Do problems 2.10.1 to 2.10.3 in page 188 of textbook.

### 9.  Problem 9

Translate the following code from C into MIPS instructions. Assume that the variables p, q, r, and s are defined as 32-bit integers in a C program.

```
p = q - r;
s = p + r;
q = p - s;

```

Assume p is stored in \$t1, q is stored in \$t2, r is in \$t3, and s is in \$t4.

### 10.  Problem 10

Do problems 2.13.1 to 2.13.3 in page 190 of textbook.

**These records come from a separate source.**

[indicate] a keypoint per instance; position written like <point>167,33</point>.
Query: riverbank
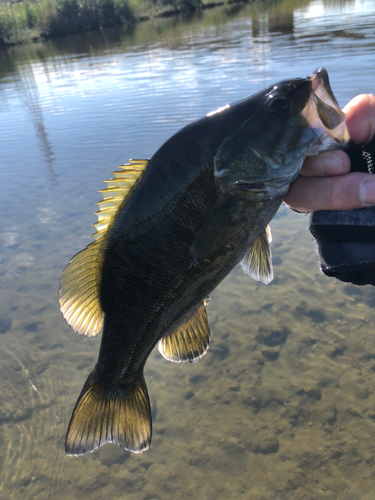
<point>32,20</point>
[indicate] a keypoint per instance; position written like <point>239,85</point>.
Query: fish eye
<point>278,105</point>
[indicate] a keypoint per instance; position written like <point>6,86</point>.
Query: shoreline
<point>36,20</point>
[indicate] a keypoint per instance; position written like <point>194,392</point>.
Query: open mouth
<point>322,111</point>
<point>249,186</point>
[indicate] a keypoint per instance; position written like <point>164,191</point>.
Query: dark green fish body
<point>200,206</point>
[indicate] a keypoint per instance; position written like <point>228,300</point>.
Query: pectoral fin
<point>190,341</point>
<point>257,262</point>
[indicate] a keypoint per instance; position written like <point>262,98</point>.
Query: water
<point>250,420</point>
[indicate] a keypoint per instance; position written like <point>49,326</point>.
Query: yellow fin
<point>116,192</point>
<point>257,262</point>
<point>80,282</point>
<point>106,413</point>
<point>79,291</point>
<point>190,341</point>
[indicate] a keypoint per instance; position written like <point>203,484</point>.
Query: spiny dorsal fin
<point>190,341</point>
<point>115,193</point>
<point>80,282</point>
<point>257,262</point>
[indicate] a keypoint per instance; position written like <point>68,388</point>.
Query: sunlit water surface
<point>289,420</point>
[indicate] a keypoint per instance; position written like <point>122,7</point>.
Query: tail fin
<point>110,414</point>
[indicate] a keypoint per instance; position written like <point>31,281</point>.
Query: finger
<point>360,118</point>
<point>327,163</point>
<point>345,192</point>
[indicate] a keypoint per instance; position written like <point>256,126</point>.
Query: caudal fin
<point>110,414</point>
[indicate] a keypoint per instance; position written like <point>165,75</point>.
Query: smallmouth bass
<point>169,230</point>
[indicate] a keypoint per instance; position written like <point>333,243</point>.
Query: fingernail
<point>367,193</point>
<point>330,164</point>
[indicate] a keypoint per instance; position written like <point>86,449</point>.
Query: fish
<point>169,230</point>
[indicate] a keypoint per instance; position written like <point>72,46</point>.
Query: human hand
<point>325,182</point>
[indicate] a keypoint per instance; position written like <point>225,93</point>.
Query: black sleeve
<point>346,239</point>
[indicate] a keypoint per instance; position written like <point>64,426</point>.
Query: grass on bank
<point>27,20</point>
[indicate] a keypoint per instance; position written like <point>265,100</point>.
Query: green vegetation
<point>28,20</point>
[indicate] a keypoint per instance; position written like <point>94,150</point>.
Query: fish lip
<point>322,113</point>
<point>249,186</point>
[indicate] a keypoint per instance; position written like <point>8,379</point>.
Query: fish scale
<point>169,230</point>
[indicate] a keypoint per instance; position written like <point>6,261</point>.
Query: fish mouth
<point>249,186</point>
<point>323,114</point>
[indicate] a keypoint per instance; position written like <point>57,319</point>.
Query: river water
<point>255,421</point>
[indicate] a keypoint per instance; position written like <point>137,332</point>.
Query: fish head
<point>288,121</point>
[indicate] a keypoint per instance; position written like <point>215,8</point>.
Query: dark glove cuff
<point>346,239</point>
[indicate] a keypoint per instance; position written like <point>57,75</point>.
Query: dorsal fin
<point>257,262</point>
<point>79,292</point>
<point>116,192</point>
<point>190,341</point>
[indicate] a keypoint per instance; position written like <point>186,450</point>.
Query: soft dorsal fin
<point>190,341</point>
<point>257,262</point>
<point>80,282</point>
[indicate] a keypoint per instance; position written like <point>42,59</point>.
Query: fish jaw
<point>324,116</point>
<point>315,126</point>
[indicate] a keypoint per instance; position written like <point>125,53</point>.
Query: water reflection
<point>282,406</point>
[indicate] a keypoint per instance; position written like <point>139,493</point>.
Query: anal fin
<point>257,262</point>
<point>188,342</point>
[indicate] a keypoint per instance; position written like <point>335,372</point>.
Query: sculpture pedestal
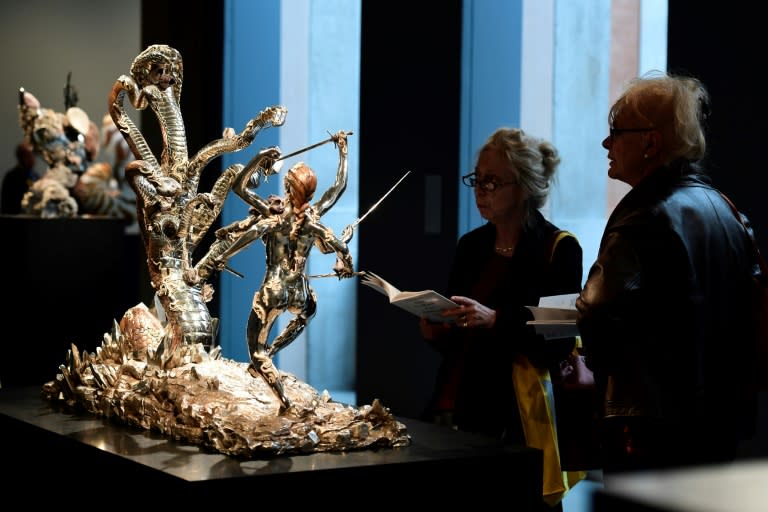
<point>90,457</point>
<point>64,283</point>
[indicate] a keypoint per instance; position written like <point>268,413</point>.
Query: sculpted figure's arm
<point>326,241</point>
<point>333,193</point>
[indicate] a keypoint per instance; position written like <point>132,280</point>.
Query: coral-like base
<point>216,403</point>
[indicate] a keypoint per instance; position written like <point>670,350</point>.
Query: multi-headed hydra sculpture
<point>173,216</point>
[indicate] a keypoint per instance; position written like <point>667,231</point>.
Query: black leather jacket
<point>663,314</point>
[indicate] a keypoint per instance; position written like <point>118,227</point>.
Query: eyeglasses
<point>618,131</point>
<point>486,185</point>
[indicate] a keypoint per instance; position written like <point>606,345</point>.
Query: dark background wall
<point>200,40</point>
<point>409,120</point>
<point>723,45</point>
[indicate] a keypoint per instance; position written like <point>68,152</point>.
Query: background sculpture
<point>159,369</point>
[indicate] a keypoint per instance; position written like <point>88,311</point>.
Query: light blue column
<point>581,77</point>
<point>250,83</point>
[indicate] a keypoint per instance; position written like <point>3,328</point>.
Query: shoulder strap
<point>558,235</point>
<point>758,257</point>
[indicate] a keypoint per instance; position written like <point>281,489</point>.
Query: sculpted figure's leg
<point>295,326</point>
<point>259,324</point>
<point>261,365</point>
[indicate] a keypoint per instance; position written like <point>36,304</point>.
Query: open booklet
<point>424,304</point>
<point>555,316</point>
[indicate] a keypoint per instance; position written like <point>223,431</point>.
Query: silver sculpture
<point>289,228</point>
<point>173,216</point>
<point>160,369</point>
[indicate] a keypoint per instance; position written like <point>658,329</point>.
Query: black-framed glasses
<point>618,131</point>
<point>471,180</point>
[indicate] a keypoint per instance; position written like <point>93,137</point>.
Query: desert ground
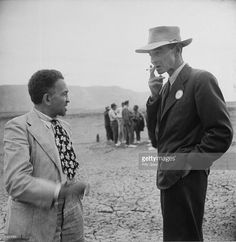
<point>123,204</point>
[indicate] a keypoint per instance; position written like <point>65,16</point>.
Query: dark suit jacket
<point>193,129</point>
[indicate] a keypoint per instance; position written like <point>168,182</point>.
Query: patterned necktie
<point>165,95</point>
<point>66,151</point>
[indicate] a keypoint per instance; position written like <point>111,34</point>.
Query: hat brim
<point>155,45</point>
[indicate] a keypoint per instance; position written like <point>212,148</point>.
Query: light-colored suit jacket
<point>32,171</point>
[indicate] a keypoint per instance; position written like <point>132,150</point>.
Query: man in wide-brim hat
<point>189,125</point>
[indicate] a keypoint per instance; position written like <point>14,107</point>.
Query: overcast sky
<point>93,42</point>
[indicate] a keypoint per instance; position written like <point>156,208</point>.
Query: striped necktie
<point>165,95</point>
<point>66,151</point>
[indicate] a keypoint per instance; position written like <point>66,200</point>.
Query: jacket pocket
<point>19,219</point>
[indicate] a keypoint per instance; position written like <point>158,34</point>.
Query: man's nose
<point>154,60</point>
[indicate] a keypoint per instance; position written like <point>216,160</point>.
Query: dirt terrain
<point>124,202</point>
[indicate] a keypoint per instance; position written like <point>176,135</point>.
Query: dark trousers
<point>183,208</point>
<point>137,132</point>
<point>114,127</point>
<point>109,132</point>
<point>129,134</point>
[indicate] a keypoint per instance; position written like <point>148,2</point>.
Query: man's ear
<point>47,99</point>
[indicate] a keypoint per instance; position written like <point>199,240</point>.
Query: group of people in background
<point>123,125</point>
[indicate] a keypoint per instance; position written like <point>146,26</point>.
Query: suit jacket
<point>194,128</point>
<point>32,169</point>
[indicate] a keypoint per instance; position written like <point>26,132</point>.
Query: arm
<point>19,182</point>
<point>218,132</point>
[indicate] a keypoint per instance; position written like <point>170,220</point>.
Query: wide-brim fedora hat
<point>163,35</point>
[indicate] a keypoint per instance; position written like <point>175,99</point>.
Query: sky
<point>93,42</point>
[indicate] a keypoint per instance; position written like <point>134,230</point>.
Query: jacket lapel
<point>178,85</point>
<point>43,137</point>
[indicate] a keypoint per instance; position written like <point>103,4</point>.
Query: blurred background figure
<point>114,123</point>
<point>120,124</point>
<point>138,123</point>
<point>128,125</point>
<point>108,125</point>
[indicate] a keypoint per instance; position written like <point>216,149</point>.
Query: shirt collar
<point>175,74</point>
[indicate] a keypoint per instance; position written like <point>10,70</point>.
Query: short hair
<point>113,105</point>
<point>41,82</point>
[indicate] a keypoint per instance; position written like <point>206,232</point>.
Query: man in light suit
<point>40,166</point>
<point>189,125</point>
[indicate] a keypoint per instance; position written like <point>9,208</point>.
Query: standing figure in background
<point>120,124</point>
<point>138,122</point>
<point>107,123</point>
<point>114,123</point>
<point>40,168</point>
<point>128,125</point>
<point>189,125</point>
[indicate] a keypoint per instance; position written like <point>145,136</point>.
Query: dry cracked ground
<point>124,202</point>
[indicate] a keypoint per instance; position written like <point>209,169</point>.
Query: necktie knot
<point>55,122</point>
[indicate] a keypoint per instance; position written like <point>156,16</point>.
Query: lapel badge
<point>179,94</point>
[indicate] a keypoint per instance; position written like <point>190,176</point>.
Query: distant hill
<point>15,98</point>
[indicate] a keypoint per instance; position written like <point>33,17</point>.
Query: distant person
<point>190,126</point>
<point>138,122</point>
<point>114,123</point>
<point>128,125</point>
<point>40,166</point>
<point>107,123</point>
<point>120,123</point>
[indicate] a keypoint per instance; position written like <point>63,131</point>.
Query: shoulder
<point>18,121</point>
<point>202,77</point>
<point>64,123</point>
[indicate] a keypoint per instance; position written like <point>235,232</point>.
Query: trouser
<point>109,133</point>
<point>120,130</point>
<point>137,132</point>
<point>183,208</point>
<point>70,225</point>
<point>114,127</point>
<point>129,134</point>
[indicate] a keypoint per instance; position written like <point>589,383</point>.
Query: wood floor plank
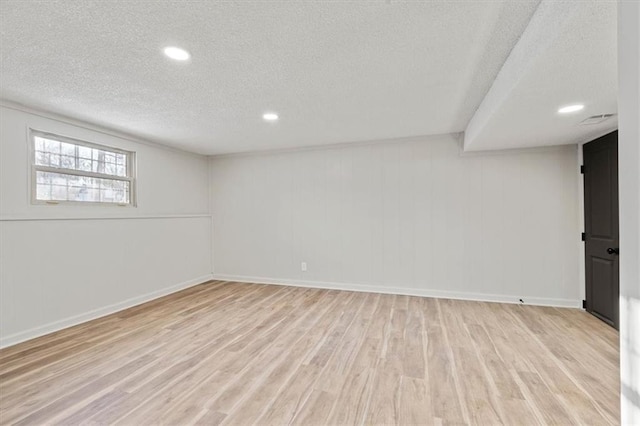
<point>236,354</point>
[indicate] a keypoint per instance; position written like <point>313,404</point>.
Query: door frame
<point>583,252</point>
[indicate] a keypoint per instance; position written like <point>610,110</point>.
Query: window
<point>68,170</point>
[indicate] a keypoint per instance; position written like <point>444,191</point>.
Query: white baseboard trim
<point>440,294</point>
<point>32,333</point>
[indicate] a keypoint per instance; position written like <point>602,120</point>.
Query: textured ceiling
<point>334,71</point>
<point>567,55</point>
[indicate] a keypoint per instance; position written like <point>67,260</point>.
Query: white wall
<point>629,166</point>
<point>411,217</point>
<point>60,265</point>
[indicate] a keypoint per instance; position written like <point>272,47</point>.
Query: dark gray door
<point>601,227</point>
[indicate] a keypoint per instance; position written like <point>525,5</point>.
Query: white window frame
<point>131,170</point>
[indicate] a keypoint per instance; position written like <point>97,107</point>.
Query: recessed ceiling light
<point>176,53</point>
<point>571,108</point>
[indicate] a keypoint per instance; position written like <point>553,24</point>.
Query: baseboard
<point>22,336</point>
<point>480,297</point>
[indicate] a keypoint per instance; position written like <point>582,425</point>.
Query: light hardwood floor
<point>230,353</point>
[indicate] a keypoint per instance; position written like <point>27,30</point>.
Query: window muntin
<point>69,170</point>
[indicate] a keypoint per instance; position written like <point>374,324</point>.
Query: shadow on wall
<point>630,343</point>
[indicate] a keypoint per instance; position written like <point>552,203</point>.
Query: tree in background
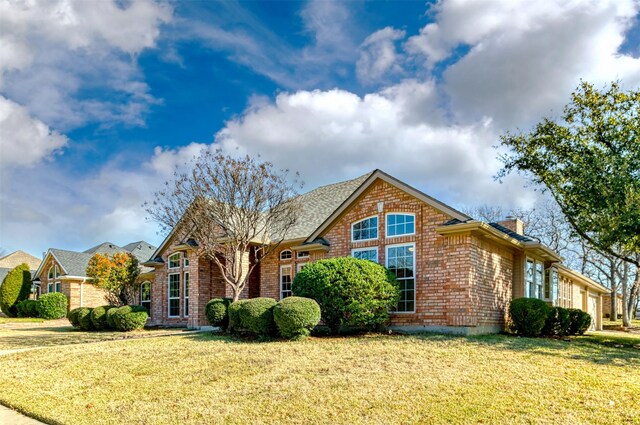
<point>236,210</point>
<point>16,287</point>
<point>117,274</point>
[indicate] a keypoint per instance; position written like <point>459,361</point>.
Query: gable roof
<point>75,263</point>
<point>16,258</point>
<point>366,183</point>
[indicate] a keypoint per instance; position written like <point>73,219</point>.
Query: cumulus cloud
<point>23,139</point>
<point>378,55</point>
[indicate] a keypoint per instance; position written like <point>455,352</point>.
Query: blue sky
<point>99,101</point>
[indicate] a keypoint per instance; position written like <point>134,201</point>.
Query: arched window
<point>145,295</point>
<point>286,254</point>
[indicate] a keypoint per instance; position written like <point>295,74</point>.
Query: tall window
<point>174,261</point>
<point>286,254</point>
<point>401,262</point>
<point>534,279</point>
<point>400,224</point>
<point>285,282</point>
<point>174,295</point>
<point>370,254</point>
<point>145,295</point>
<point>186,294</point>
<point>364,230</point>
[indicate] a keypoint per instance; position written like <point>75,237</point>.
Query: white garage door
<point>593,311</point>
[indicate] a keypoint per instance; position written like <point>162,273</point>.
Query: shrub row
<point>533,317</point>
<point>109,317</point>
<point>292,318</point>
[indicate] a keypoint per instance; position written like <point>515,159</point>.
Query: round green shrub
<point>27,308</point>
<point>109,317</point>
<point>99,317</point>
<point>84,319</point>
<point>352,293</point>
<point>579,321</point>
<point>557,323</point>
<point>130,317</point>
<point>52,306</point>
<point>216,312</point>
<point>256,316</point>
<point>528,315</point>
<point>295,317</point>
<point>16,287</point>
<point>72,316</point>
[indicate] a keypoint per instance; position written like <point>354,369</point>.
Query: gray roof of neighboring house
<point>320,203</point>
<point>75,263</point>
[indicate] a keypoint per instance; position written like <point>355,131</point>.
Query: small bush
<point>295,317</point>
<point>579,321</point>
<point>256,316</point>
<point>15,287</point>
<point>351,292</point>
<point>99,317</point>
<point>52,306</point>
<point>27,308</point>
<point>130,317</point>
<point>216,312</point>
<point>84,319</point>
<point>557,323</point>
<point>528,315</point>
<point>72,316</point>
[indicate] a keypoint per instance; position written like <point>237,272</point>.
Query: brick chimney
<point>513,224</point>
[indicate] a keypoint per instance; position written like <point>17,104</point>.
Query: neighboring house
<point>456,274</point>
<point>11,261</point>
<point>65,271</point>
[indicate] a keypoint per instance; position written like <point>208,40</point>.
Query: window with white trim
<point>401,262</point>
<point>286,254</point>
<point>174,261</point>
<point>370,254</point>
<point>145,295</point>
<point>400,224</point>
<point>534,279</point>
<point>364,230</point>
<point>174,295</point>
<point>186,294</point>
<point>285,282</point>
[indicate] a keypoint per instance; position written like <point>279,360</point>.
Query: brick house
<point>65,271</point>
<point>456,274</point>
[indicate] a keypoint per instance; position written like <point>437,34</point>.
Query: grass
<point>7,320</point>
<point>205,378</point>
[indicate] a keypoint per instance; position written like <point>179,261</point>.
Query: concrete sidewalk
<point>11,417</point>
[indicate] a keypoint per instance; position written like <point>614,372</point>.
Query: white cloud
<point>25,140</point>
<point>378,55</point>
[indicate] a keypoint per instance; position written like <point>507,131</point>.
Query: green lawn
<point>204,378</point>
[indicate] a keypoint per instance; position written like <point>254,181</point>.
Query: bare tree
<point>236,211</point>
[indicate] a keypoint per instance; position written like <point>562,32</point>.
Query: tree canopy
<point>590,162</point>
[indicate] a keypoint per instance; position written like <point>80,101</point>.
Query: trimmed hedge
<point>352,293</point>
<point>109,317</point>
<point>16,287</point>
<point>216,312</point>
<point>295,317</point>
<point>72,316</point>
<point>579,321</point>
<point>256,316</point>
<point>99,317</point>
<point>52,306</point>
<point>130,317</point>
<point>27,308</point>
<point>84,319</point>
<point>528,316</point>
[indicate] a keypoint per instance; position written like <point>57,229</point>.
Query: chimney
<point>513,224</point>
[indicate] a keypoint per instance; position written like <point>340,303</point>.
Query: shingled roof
<point>320,203</point>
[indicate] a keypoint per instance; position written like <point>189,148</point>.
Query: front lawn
<point>204,378</point>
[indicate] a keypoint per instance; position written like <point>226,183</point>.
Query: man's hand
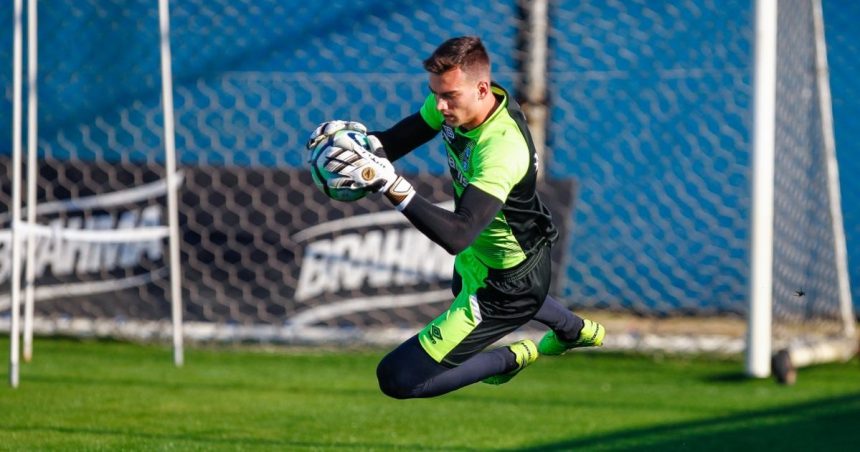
<point>375,172</point>
<point>328,128</point>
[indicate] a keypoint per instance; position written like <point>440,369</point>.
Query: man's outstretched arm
<point>456,230</point>
<point>405,136</point>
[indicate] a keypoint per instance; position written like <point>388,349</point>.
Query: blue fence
<point>639,92</point>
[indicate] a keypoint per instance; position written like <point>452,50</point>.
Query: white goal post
<point>840,345</point>
<point>27,233</point>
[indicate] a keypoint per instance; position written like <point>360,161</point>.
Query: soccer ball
<point>325,161</point>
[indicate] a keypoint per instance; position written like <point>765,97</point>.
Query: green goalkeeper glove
<point>328,128</point>
<point>371,170</point>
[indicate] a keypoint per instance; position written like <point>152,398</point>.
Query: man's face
<point>457,97</point>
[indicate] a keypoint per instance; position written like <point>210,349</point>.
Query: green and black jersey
<point>498,157</point>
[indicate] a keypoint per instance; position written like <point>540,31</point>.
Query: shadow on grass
<point>201,385</point>
<point>826,424</point>
<point>197,440</point>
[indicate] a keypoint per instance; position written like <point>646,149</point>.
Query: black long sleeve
<point>456,230</point>
<point>405,136</point>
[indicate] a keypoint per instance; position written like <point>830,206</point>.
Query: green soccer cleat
<point>591,335</point>
<point>525,352</point>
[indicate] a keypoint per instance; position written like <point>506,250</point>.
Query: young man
<point>500,231</point>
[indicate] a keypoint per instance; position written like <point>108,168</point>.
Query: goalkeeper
<point>500,231</point>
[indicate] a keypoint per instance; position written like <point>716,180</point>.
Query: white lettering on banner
<point>64,257</point>
<point>393,257</point>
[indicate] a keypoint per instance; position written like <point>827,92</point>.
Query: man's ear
<point>483,88</point>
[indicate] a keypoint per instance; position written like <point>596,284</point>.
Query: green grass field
<point>109,396</point>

Note: for 2.13.1, use the following instruction sequence instead of the sequence in the textbook:

sll \$t2, \$t0, 4

or \$t2, \$t2, \$t1

### 11.  Problem 11

Do only part b) of problems 2.14.1 to 2.14.3 in page 191 of textbook. The question in the text book has some ambiguity. See clarifications below

For register \$t0, here are the bit fields:

```0 to j-1          [j bits]
j to i-1          [i-j bits]
i to 31           [32-i bits] (The diagram in the textbook marks this field as 31-i bits wide. This is wrong. This field is 32-i bits wide)
```

For register \$t1, here are the bit fields:

```0 to 13           [14 bits]
14 to 13+i-j      [i-j bits]
14+i-j to 31      [18+j-i bits]
```

### 12.  Problem 12

Implement the following C code in MIPS:

```   for (i=10; i != 0; i--) {
a[4 * i] = b[2 * i] + i;
}
```

Assume that the base address of a[] is stored in \$a0, and the base address of b[] is stored in \$a1. Also, a and b are integer arrays.

### 13.  Problem 13

Do problems 2.39.1 to 2.39.3 in page 217 of textbook.